Most of Moments vs. Most Moments

We’re stuck in a tradition that says “You must work 40 hours or more a week.” I emboldened those two words because there is emphasis put on them. We’ve reached a point in American history where, because everyone can be contacted at any time, they often are. But, what if I can effectively complete my work in 25 hours? What if I’m most productive from 8 AM to noon and, the rest of the day, I’m pretty much twiddling my thumbs or checking mindless tasks of my list? Where’s the value in the twiddling of thumbs?
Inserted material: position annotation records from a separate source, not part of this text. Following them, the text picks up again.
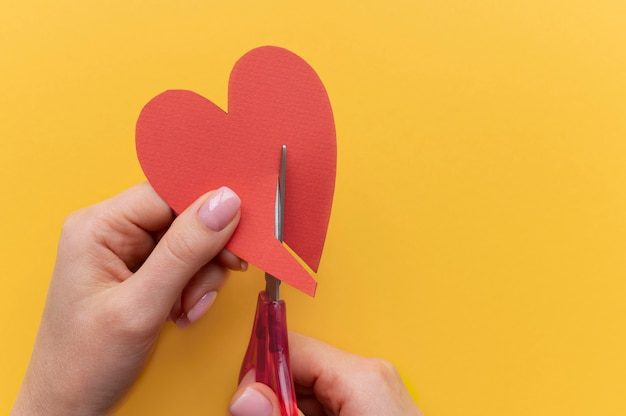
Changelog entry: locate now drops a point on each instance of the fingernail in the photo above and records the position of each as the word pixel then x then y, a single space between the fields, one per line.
pixel 182 321
pixel 251 403
pixel 201 306
pixel 218 211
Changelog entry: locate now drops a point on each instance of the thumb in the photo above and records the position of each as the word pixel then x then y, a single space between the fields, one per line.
pixel 255 399
pixel 195 237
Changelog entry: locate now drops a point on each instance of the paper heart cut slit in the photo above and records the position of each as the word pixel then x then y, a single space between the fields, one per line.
pixel 187 146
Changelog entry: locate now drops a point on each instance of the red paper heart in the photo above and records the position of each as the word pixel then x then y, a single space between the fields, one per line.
pixel 187 146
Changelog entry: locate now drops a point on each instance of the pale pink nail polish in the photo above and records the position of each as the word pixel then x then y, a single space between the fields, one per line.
pixel 201 306
pixel 182 321
pixel 219 210
pixel 251 402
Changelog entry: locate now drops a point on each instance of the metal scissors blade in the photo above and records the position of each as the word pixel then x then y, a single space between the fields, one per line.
pixel 272 284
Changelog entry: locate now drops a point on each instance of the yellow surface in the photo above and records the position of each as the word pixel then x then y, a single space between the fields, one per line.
pixel 478 234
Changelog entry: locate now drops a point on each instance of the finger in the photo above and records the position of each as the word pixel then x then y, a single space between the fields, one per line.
pixel 346 382
pixel 310 406
pixel 195 237
pixel 254 399
pixel 199 294
pixel 122 228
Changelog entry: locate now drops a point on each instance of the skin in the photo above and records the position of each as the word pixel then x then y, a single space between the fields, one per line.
pixel 330 381
pixel 124 268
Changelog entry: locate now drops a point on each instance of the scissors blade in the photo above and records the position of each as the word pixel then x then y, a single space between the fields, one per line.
pixel 272 284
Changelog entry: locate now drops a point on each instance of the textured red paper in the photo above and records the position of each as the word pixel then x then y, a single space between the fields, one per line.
pixel 187 146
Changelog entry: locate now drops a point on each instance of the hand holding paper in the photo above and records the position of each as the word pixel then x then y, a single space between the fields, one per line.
pixel 187 145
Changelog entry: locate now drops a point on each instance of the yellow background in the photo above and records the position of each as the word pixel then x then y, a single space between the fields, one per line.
pixel 478 234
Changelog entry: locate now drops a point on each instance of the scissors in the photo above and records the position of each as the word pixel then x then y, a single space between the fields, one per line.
pixel 268 350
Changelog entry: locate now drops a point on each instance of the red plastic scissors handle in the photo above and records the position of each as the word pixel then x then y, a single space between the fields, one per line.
pixel 268 352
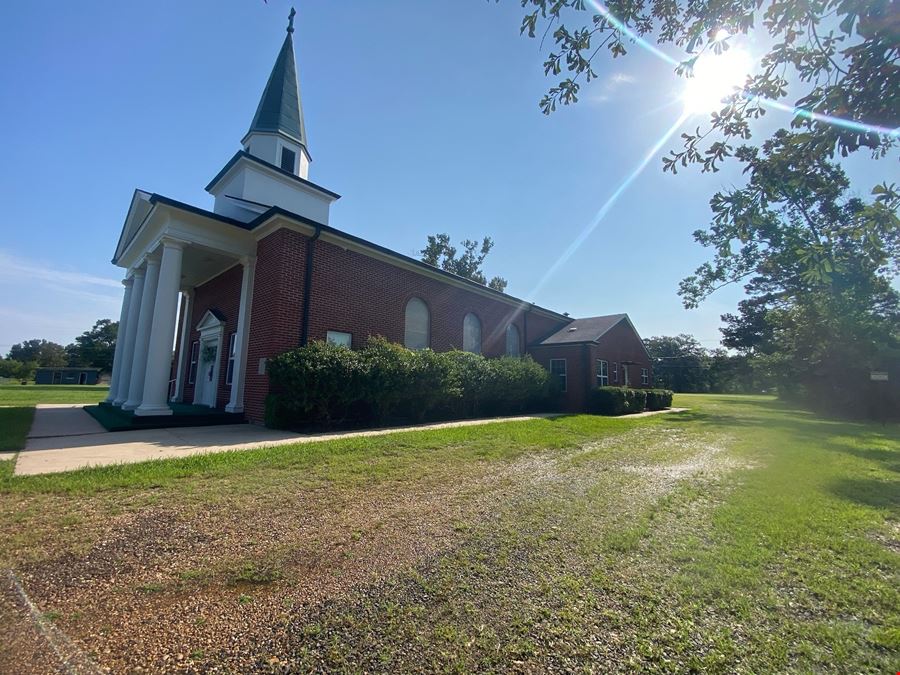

When I come into the office, the synapses in my brain are shooting off at a mile a millisecond. I have ideas and creative juices flowing and am genuinely excited because I haven’t had to think about stuff all night. I took a break. So, I like to knock out everything that is going to take creativity in the morning. That’s me. The afternoon is for the mindless widget construction that many of us have to do at one point or another. The dialing of numbers and repetitive request for support.  The reading of reports. The stuff that doesn’t require me to put out. But the mornings? That’s when I get funky with my writing. That’s when I develop strategies that will make me a better professional. That’s when I really do.

Everyone is different. Structure your day so that you make the most of moments, as opposed to working the most moments possible. Sure, there is time when I do work at home but eight times out of nine, it’s only because I am inspired to.

Time is not to control you. Rather, it is yours to control.

 

Make professional development a priority.